Final adjustments of this nature to the doors and windows can be made a couple of weeks after the cabin is complete when it has fully adapted to the elements. . Doors and windows can then be re-adjusted and aligned and firmly fixed.
Depending on the design, Apexes can be in one piece or several parts. Such parts need to be screwed together with wood screws and the Roof Beams must be fixed to the Apexes. Apexes are usually notched to accommodate the Roof beams. Always continuously check everything as you progress with a spirit level, before fixing them to the Apex. The Apexes need to be screwed to the top of the wall logs at the ends.
Important, if you find that the upper log is not on the same level with the Apex, you need to double check the interlocked fixings of all logs below to ensure they have been properly fixed into the grooves. Lightly tap the logs until they reach the required position. If there is still a discrepancy you can plane the Apex and/or side wall log to get them in line for the roof boards.
Before you proceed with roof boards, check that all walls are completely level.
Start with roof cladding from the front edge of the roof, smooth side of board upwards. Tap the boards lightly and make sure you push the tongue into groove leaving about 3mm expansion gap, to allow for swelling of roof boards when absorbing moisture from the air.
Use a stable and secure ladder. Do not step on the roof as cabin structures are safe for even loads of roof shingles etc. but cannot be safe enough for single point loading. Roof boards must be even with roof beam ends and the last board must be trimmed with a saw. Having installed the Roof cladding, and/or the roof felt, proceed with the fascias and felt battens. Make sure that when using shingles that the side and front fascias are covered protecting them from moisture.

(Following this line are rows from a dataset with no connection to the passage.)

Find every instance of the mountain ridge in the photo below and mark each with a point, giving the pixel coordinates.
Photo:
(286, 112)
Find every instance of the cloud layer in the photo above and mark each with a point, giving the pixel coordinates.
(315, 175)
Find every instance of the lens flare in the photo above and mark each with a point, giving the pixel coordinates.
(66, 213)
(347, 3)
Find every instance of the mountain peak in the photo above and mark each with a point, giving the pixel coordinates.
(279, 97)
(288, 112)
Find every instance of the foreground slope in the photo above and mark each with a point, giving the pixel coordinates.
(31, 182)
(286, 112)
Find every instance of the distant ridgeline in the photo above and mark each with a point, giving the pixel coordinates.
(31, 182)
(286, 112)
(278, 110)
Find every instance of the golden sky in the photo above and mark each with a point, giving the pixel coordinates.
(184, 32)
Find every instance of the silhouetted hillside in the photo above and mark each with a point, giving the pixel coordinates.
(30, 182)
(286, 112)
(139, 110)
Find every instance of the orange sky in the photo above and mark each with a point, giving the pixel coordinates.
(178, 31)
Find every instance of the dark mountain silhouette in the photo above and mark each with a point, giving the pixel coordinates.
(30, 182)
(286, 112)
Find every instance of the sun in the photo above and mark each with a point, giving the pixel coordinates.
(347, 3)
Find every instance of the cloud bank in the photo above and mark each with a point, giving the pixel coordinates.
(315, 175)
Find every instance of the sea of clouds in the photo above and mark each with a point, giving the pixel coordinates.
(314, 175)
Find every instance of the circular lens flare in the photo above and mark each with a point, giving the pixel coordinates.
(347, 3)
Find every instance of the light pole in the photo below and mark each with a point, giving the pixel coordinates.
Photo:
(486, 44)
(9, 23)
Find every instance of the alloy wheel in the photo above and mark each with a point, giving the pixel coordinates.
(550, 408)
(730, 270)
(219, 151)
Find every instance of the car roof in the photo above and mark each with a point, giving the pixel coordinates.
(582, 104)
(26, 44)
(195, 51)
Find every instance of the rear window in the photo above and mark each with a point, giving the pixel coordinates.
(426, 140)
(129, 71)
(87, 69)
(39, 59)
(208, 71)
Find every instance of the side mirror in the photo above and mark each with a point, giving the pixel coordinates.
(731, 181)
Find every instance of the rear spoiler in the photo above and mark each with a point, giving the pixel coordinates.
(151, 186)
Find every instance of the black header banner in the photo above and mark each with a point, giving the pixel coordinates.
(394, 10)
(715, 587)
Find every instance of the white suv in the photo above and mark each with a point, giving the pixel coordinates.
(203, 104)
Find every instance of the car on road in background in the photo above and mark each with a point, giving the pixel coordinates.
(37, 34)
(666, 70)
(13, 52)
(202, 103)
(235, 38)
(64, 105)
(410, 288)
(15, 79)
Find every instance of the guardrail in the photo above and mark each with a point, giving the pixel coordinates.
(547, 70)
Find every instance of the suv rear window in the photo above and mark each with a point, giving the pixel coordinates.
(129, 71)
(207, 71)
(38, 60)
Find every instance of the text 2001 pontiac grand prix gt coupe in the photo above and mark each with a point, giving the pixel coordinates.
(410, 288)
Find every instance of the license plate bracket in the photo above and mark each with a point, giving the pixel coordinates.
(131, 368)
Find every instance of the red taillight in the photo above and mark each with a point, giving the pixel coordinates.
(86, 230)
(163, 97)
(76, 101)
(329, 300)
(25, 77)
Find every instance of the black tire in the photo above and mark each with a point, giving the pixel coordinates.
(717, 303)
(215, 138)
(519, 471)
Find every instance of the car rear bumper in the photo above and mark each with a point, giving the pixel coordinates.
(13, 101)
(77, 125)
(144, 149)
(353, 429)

When the cabin is built and protected from the elements, now is the time to install the flooring. Place the floor boards on the joists and foundation frame, tap them lightly against one another and leave about 3mm expansion gap between them. Use so called secret nailing when fixing them to joists through the tongue at an angle. If necessary, cut the last boards to the suitable width, leaving about 5mm gap to the wall. Floor beadings will cover all expansion gaps between floor boards and wall. Beadings must be cut into the required lengths and fixed by small nails. Depending on the time of year and weather conditions, floorboards may swell or settle. Dry wood absorbs moisture from the atmosphere and the floor expands. Expansion gaps between floorboards are therefore of paramount importance.
Wood is a natural product and needs to be protected from moisture and Ultra Violet Light. It is therefore advisable to treat the exterior wood protection as soon as possible after the cabin has been installed. Doors and windows require special attention to avoid any later problems of twisting or sticking in frames. This is best carried out during fairly cool but dry weather.
Above is only a guideline to help you progress with your building that will definitely give you many years of pleasure. There are variations regarding installation depending upon design and these are made clear to you in the building instructions.